I was very derailed. I went down for the count in November 2008. And after the event, got a pulmonary embolism (either from lying in the hospital for a week or from the heart cath or something that gave me blood clots) that put me back into the hospital a few days later again for another week. Recovering from both left me exhausted, I didn’t get much done throughout December, January, and February. Between the medical bills and having hardly any energy to work for three months, the financial fallout was really tough.
There were two issues that made it hard to get back on track. One was that some of the medicine I was on really affected me as far as energy. I had maybe two ‘golden hours’ of ability in the day where I was able to work at capacity, down from ten. I really had to plan my entire day around that. And because I only had two hours, I basically had to let a lot of stuff just go. My least paying clients, or freelance gigs, or potential jobs. I just had to let them go and focus on the best paying ones to get through the first half of 2009.

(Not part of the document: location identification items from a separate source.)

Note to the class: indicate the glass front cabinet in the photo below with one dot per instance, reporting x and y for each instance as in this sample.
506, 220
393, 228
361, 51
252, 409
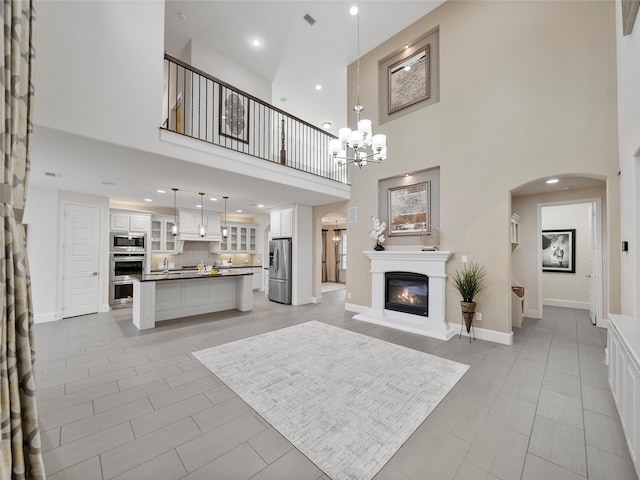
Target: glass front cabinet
241, 238
162, 239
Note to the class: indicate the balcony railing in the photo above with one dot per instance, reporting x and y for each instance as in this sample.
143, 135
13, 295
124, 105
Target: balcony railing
200, 106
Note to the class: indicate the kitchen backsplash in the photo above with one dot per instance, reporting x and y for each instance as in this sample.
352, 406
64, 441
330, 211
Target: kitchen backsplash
198, 252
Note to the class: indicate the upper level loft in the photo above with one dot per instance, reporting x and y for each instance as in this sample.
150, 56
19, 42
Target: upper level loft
199, 106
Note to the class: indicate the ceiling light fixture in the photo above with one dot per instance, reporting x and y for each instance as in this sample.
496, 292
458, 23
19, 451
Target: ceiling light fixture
202, 228
175, 228
225, 230
358, 146
336, 235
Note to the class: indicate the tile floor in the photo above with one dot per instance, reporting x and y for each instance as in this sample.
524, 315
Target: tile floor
115, 403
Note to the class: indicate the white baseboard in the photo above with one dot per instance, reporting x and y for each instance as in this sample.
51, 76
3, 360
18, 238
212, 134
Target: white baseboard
352, 307
45, 317
556, 302
532, 313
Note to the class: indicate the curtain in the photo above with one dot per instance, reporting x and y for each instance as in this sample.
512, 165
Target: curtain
20, 455
337, 257
324, 256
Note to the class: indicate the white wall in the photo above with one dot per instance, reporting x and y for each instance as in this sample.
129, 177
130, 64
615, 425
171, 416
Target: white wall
628, 69
562, 289
228, 71
98, 69
44, 220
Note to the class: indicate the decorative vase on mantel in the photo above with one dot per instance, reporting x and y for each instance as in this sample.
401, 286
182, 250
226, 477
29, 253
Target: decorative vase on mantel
468, 311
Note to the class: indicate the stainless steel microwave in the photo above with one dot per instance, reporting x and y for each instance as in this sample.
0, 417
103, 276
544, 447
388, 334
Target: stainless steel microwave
128, 242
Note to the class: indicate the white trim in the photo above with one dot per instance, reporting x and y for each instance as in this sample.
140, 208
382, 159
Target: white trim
489, 335
352, 307
46, 317
600, 259
557, 302
533, 313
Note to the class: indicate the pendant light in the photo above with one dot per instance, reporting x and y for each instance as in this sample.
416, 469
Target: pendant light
225, 230
175, 229
202, 228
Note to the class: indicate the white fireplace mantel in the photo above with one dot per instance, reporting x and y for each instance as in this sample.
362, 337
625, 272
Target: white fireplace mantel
431, 264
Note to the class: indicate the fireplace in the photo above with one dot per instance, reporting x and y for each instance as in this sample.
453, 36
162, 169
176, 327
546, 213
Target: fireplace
407, 292
430, 267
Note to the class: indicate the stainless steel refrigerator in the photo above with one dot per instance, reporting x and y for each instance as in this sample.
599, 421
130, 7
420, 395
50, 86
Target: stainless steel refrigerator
280, 270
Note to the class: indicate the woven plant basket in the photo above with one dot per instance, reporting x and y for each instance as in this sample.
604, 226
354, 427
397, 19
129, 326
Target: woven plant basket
468, 311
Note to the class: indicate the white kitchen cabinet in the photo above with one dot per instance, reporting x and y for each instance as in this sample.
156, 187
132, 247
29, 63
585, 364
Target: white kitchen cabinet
257, 278
129, 222
623, 348
162, 239
282, 223
189, 221
241, 238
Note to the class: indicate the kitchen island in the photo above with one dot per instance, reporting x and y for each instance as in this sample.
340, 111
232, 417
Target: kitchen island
165, 296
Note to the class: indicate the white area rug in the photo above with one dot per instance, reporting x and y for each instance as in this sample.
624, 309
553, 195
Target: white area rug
345, 400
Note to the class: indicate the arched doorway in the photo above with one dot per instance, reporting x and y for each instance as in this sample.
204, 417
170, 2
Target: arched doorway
581, 211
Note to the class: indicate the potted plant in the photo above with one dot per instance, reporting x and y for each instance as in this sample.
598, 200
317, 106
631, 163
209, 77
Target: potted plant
469, 280
377, 233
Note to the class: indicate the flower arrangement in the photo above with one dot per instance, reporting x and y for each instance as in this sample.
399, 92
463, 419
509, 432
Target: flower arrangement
377, 232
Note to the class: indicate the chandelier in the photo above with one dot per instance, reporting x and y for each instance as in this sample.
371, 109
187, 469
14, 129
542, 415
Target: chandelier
336, 235
358, 146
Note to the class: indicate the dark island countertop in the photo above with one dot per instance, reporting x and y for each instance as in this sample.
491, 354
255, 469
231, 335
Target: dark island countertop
187, 275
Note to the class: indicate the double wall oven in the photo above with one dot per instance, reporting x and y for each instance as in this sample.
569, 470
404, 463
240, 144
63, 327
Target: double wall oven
128, 257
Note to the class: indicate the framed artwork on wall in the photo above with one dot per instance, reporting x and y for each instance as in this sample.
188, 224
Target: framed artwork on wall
408, 80
559, 250
409, 209
233, 121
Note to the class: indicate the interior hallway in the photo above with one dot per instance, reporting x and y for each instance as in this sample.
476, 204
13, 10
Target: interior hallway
118, 403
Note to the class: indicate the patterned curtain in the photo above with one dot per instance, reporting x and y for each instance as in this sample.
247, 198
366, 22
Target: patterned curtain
20, 456
324, 256
337, 257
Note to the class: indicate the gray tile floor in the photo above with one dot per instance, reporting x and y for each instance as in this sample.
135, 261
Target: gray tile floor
115, 403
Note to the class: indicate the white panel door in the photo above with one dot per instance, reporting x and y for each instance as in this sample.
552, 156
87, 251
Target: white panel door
81, 251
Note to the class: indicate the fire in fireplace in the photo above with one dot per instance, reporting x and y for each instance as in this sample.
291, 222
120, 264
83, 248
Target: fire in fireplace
407, 292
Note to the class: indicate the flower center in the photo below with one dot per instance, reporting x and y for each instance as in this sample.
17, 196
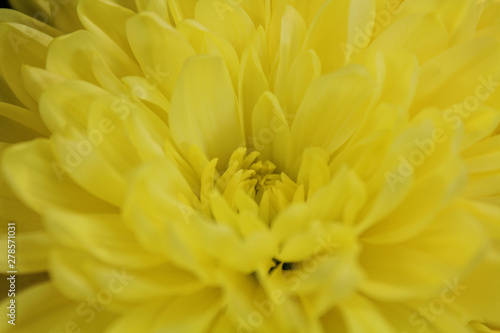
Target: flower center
249, 183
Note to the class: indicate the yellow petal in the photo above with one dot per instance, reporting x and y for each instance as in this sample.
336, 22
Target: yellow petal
271, 133
106, 20
29, 167
203, 111
336, 29
43, 307
331, 109
227, 19
181, 9
361, 316
71, 56
304, 70
292, 38
251, 85
460, 78
440, 249
422, 34
22, 45
161, 58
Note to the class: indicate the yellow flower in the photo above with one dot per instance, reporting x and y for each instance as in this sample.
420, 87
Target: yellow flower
251, 165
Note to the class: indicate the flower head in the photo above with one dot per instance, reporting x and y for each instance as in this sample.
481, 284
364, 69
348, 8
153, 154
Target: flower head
253, 165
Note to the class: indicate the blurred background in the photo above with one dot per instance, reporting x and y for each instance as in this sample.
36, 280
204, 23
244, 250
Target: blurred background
5, 4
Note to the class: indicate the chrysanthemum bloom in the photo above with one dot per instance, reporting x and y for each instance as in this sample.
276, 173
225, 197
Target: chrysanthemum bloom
252, 165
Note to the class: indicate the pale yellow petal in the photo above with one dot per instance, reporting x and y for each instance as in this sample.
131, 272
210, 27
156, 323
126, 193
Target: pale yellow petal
203, 111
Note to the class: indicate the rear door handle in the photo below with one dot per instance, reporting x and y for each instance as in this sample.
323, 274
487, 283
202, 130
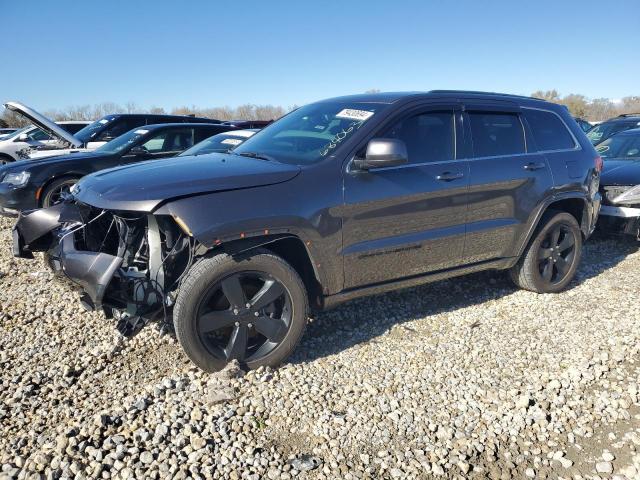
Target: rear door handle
448, 176
534, 166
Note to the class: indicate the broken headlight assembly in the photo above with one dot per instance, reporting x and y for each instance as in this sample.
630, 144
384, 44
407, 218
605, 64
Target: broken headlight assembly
128, 264
17, 179
627, 196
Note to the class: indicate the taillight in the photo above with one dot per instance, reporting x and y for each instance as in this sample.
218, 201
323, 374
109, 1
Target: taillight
598, 163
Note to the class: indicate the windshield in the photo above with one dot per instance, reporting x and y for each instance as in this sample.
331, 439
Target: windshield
18, 132
90, 131
601, 132
620, 146
123, 142
310, 133
223, 142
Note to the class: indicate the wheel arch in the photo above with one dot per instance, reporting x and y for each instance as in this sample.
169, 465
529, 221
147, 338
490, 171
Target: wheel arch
50, 180
290, 248
574, 203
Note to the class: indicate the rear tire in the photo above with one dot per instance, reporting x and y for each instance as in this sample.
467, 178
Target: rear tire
51, 194
551, 259
212, 316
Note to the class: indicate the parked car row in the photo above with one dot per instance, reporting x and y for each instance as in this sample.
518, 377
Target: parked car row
341, 198
13, 146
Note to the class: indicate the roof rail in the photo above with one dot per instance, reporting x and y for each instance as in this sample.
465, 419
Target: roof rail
475, 92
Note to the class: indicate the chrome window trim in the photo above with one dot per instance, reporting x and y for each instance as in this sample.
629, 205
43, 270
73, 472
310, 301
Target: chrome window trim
576, 144
349, 164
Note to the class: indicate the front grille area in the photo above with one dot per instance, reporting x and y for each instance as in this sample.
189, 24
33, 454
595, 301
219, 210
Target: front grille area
610, 192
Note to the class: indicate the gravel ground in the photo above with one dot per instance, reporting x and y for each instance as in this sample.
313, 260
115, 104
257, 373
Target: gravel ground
461, 378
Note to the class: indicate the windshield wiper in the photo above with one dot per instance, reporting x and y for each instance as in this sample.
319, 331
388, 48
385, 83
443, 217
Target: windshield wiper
260, 156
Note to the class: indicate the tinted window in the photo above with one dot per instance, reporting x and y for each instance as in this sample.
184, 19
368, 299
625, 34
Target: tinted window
170, 141
72, 127
429, 137
223, 142
603, 131
549, 132
39, 135
620, 146
120, 126
496, 134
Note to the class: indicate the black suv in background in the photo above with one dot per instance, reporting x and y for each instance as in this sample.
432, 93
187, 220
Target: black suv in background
604, 130
112, 126
40, 183
341, 198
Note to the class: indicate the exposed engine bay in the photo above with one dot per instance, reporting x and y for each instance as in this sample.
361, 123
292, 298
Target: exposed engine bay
129, 264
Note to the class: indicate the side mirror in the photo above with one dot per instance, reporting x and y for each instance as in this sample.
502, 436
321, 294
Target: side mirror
383, 152
139, 151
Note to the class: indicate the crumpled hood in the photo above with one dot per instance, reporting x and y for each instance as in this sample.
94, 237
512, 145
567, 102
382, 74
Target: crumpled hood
620, 172
43, 122
143, 186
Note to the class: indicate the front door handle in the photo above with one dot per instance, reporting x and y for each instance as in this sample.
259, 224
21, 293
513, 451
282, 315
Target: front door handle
448, 176
534, 166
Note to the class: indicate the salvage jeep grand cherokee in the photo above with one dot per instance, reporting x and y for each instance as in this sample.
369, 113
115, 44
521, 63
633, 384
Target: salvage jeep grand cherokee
342, 198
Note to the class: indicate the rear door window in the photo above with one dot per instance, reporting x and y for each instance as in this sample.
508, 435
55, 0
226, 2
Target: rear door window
39, 135
549, 131
120, 126
496, 133
170, 141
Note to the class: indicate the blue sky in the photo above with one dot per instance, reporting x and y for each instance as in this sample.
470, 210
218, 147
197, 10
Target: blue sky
210, 53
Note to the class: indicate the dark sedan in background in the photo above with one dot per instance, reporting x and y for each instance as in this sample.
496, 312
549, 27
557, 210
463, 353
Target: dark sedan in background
620, 183
604, 130
32, 184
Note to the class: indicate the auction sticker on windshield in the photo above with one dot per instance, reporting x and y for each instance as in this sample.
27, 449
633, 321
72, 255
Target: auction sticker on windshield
353, 114
231, 141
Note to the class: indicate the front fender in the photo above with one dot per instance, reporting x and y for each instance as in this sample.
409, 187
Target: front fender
221, 218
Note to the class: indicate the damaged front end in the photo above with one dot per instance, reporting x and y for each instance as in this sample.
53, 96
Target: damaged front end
127, 263
620, 211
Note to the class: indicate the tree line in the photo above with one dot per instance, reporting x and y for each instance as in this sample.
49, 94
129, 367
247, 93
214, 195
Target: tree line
596, 109
94, 112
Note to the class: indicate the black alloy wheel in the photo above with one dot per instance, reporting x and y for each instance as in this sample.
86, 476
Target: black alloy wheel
252, 309
557, 254
551, 259
53, 193
244, 316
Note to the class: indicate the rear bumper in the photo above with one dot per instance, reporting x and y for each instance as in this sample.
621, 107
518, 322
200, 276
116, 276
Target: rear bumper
52, 230
14, 200
620, 220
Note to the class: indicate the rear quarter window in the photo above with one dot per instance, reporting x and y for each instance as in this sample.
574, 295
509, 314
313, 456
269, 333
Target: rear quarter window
549, 131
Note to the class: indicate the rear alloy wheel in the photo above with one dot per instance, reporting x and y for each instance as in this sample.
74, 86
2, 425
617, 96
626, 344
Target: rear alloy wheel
54, 192
252, 310
551, 260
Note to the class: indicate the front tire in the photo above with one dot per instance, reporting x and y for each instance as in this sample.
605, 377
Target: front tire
52, 194
550, 261
252, 309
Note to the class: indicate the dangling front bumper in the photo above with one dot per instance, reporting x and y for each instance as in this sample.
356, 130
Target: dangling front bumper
51, 230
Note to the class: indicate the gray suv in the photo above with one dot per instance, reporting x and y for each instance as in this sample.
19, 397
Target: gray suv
341, 198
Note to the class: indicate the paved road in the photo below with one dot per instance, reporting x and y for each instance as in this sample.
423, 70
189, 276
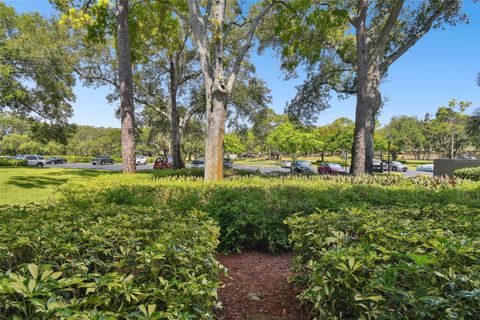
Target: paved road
118, 167
107, 167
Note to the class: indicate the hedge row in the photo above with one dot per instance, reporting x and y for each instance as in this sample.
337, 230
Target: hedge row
107, 262
468, 173
399, 263
250, 211
6, 162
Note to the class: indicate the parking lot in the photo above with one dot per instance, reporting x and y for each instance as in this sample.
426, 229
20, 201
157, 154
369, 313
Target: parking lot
149, 166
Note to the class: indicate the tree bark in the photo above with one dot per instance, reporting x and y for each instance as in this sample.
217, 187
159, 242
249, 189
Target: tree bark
174, 120
361, 114
127, 114
216, 116
374, 102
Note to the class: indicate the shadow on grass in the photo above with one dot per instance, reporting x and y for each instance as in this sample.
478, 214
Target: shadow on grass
47, 179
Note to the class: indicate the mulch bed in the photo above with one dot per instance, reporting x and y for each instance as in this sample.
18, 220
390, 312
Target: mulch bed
257, 288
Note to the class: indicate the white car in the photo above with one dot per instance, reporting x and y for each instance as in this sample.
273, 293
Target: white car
140, 160
286, 164
34, 161
396, 166
425, 167
197, 164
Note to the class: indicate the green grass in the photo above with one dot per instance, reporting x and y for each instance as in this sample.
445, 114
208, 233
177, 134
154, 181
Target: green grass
26, 185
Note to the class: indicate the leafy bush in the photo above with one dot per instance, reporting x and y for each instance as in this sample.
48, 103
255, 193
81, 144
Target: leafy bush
106, 262
468, 173
199, 173
410, 263
7, 162
250, 211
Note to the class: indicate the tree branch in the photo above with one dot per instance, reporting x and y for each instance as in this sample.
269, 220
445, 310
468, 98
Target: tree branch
243, 51
415, 37
387, 28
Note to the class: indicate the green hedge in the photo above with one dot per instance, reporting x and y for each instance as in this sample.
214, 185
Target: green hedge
468, 173
6, 162
199, 173
399, 263
250, 211
107, 261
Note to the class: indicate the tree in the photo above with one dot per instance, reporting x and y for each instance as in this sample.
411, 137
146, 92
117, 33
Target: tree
219, 28
448, 128
36, 81
100, 20
233, 144
406, 135
287, 139
473, 127
355, 43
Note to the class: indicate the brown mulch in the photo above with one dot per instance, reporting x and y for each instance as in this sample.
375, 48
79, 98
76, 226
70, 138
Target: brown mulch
257, 288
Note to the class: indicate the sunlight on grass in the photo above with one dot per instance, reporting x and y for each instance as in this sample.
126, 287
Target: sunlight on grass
26, 185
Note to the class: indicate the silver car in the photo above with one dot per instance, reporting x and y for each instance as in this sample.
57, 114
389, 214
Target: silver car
33, 160
140, 160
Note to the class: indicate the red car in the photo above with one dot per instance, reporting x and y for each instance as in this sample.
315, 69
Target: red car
162, 163
331, 168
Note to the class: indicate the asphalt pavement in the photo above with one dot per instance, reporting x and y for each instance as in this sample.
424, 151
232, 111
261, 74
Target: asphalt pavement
149, 166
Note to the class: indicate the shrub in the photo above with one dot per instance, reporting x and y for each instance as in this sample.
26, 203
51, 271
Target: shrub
468, 173
250, 211
106, 262
199, 173
410, 263
7, 162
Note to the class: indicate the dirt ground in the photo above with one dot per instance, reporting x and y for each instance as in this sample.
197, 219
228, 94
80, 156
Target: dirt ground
257, 288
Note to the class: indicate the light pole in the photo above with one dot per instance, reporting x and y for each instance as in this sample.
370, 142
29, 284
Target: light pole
389, 138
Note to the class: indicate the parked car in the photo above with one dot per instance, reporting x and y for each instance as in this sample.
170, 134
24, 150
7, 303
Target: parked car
379, 166
140, 160
163, 162
286, 164
301, 166
467, 156
197, 164
396, 166
101, 160
331, 168
426, 167
33, 161
227, 163
56, 160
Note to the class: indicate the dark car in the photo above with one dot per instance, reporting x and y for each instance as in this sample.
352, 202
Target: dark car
163, 163
379, 166
301, 166
56, 160
331, 168
396, 166
101, 160
227, 163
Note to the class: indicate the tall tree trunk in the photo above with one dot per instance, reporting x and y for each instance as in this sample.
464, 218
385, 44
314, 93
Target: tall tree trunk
361, 113
216, 116
174, 120
127, 114
374, 102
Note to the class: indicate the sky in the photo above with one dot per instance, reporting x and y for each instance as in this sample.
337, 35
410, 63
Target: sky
441, 66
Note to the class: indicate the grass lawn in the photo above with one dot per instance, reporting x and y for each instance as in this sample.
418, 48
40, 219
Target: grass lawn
22, 185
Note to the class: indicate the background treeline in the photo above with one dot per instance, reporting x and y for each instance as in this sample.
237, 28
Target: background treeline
448, 133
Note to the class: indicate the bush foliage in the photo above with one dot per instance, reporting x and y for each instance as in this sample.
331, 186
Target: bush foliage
107, 262
468, 173
6, 162
398, 263
250, 210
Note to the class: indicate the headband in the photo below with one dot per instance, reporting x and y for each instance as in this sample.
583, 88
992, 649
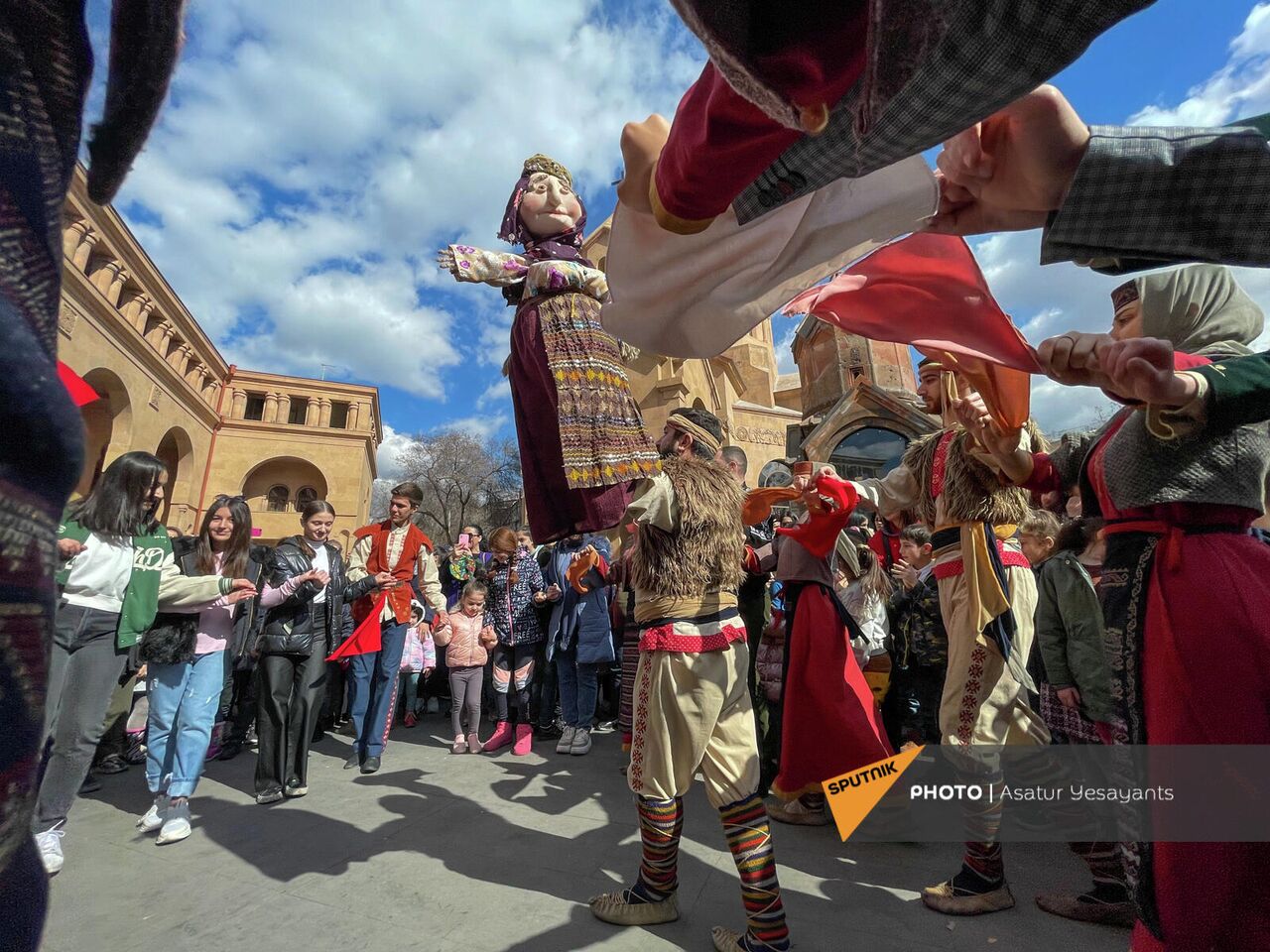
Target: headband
698, 433
1124, 295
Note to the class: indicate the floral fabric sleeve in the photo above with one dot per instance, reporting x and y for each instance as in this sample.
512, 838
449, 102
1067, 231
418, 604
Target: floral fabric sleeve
494, 268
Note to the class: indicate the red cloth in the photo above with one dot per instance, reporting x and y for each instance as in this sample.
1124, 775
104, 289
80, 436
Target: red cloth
928, 291
399, 598
76, 386
1206, 679
820, 534
720, 143
830, 721
367, 638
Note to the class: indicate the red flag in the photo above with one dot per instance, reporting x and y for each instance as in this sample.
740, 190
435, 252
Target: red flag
928, 291
76, 386
367, 639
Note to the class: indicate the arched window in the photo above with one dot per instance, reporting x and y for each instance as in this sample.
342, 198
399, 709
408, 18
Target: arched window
277, 499
871, 451
776, 474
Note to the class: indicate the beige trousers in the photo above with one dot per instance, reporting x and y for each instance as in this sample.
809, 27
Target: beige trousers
984, 698
693, 714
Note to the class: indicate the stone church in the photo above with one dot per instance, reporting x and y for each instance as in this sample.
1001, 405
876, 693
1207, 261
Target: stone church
852, 402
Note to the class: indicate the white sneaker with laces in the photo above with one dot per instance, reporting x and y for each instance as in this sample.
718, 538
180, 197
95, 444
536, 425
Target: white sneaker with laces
155, 815
50, 843
566, 744
580, 742
176, 826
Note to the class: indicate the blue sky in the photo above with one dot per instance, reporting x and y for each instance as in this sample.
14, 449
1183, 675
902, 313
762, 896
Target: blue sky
307, 169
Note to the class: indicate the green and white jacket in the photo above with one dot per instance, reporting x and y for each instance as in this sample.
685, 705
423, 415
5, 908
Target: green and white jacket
155, 581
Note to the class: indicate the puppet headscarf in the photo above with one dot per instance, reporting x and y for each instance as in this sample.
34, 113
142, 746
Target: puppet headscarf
1199, 308
566, 246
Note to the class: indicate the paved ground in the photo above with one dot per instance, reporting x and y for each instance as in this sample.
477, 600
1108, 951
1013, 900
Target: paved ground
483, 855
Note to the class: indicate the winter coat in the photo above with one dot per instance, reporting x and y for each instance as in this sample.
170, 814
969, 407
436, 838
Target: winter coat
175, 635
461, 640
516, 620
1070, 634
575, 619
289, 627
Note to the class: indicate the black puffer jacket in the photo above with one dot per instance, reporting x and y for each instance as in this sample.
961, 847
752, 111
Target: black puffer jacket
289, 627
172, 639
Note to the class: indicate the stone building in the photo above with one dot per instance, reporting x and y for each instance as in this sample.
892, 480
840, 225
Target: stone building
858, 400
740, 386
166, 389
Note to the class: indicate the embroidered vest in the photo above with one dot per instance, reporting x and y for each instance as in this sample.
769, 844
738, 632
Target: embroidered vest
399, 598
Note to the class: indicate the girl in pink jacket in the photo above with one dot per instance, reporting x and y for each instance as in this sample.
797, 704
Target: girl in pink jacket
467, 640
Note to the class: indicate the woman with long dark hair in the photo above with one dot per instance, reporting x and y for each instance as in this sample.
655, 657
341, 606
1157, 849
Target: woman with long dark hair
189, 656
309, 602
117, 571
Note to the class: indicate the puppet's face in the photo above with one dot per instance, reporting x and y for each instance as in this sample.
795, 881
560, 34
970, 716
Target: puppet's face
549, 207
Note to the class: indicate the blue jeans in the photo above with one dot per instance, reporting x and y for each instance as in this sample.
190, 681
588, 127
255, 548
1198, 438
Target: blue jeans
183, 703
579, 684
373, 690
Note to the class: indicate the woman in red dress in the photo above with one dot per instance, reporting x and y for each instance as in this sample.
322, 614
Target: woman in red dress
1185, 592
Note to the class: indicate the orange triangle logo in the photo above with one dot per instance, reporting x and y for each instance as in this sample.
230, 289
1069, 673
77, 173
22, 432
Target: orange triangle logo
853, 794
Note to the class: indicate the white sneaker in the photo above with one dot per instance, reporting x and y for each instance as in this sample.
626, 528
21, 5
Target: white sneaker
566, 744
50, 843
155, 815
176, 826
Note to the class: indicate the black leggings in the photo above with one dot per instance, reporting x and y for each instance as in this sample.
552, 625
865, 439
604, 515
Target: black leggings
513, 670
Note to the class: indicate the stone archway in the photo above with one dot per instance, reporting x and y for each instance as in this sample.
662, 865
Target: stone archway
107, 425
177, 451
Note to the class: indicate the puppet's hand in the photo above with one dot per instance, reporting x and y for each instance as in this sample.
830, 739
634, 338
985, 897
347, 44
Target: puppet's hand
642, 146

And that meant I got very little writing done, and had to make my peace with it. I wrote a few short stories throughout the year, and worked on the books I wanted to write as best I could. But my highest paying clients were freelance gigs, and I had over ten thousand dollars of deductibles (don’t get sick at the end of a calendar year, right? I had to pay deductibles for two different years at the start of 2009) and then outside bills to pay, plus I’d lost three months of work as I focused on just recovering. It was a pretty rough time.
On top of that, my heart is more sensitive to stress, both physical and emotional, now. So in December, January, and February, I made numerous trips to the ER for chest pain due to the after effects of the pulmonary embolism and events where my heart would go into overdrive. I was also dealing with enormous amounts of depression. I consider myself a pretty physical guy. I like to workout and jog. That was taken from me. I’d been making really good money in 2008 freelancing, and I was struggling to stay afloat. That stress, of course, didn’t help.
But I just kept my head down, tried to pay off bills as I could. I wrote as I could. My wife had twins that April, which, for a month or two, sucked up a great deal of time as we went through the initial newborn phase. But once we fell into a schedule with the twins, and I slowly got better, and inched ahead, I turned more and more toward the writing again. I built up a buffer of cash so that in October, almost a year after the event, I was able to devote most of my day to writing fiction once more, and have been since then.
A number of interesting things have come out of that whole experience. Wouldn’t want to do it again, though!